Boris Johnson and Matt Hancock are under mounting pressure after today's ruling.
The heat is on because not only was the Government found to have acted unlawfully but because of their claims to have protected the most vulnerable from the virus.
Mr Hancock first said he had put a “protective ring” around care homes on May 15, 2020 when he stated: “From the start, it’s been clear that this horrible virus affects older people most.
“So right from the start, we’ve tried to throw a protective ring around our care homes.”
He used the phrase on a further two occasions in the Commons about care homes.
But questioned about it later, he insisted he had used the phrase only “much later” about the Government’s winter plan and it had been “interpreted”.
Mr Hancock said tonight he had been “cleared” by the High Court – and he accused Public Health England of “failing” to tell ministers about the risks of asymptomatic transmission.
The Prime Minister faced fury in July 2020, after saying “too many care homes didn’t really follow the procedures in the way that they could have”.
He later clarified what he meant to say was “nobody knew what the correct procedures were because the extent of asymptomatic transmission was not known at the time”.

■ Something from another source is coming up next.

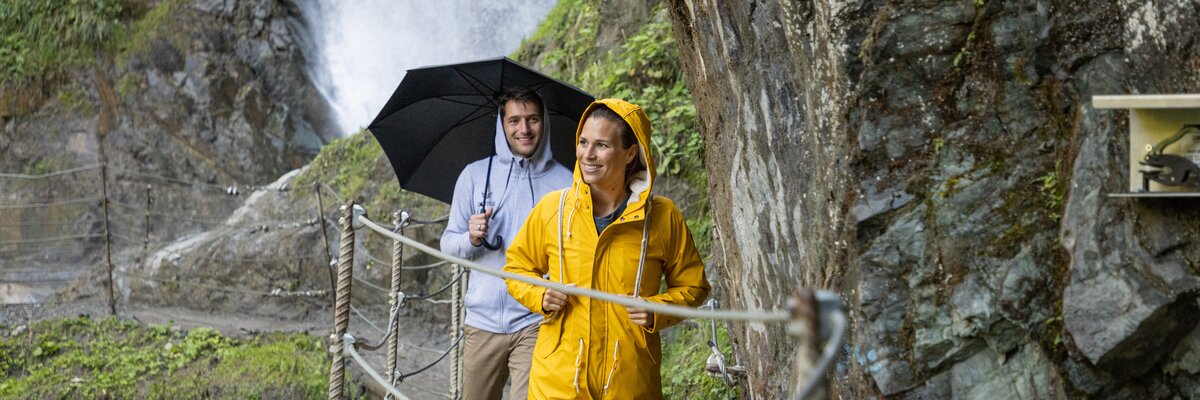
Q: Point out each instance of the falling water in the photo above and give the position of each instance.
(359, 51)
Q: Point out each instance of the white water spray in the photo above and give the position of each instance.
(359, 51)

He repeated this today at PMQs, insisting: “The thing we didn’t know was that Covid could be transmitted asymptomatically in the way it was – and that was something that I wish we had known more about at the time.”
Yet scientists had been warning as early as January 2020 that many people with Covid-19 did not have symptoms.
The World Health Organisation stated on March 8, 2020 some 80% of cases were “mild or asymptomatic”.
And Sir Patrick Vallance, the Government’s top science adviser, on March 13 told the BBC : “It looks quite likely there is some degree of asymptomatic transmission.”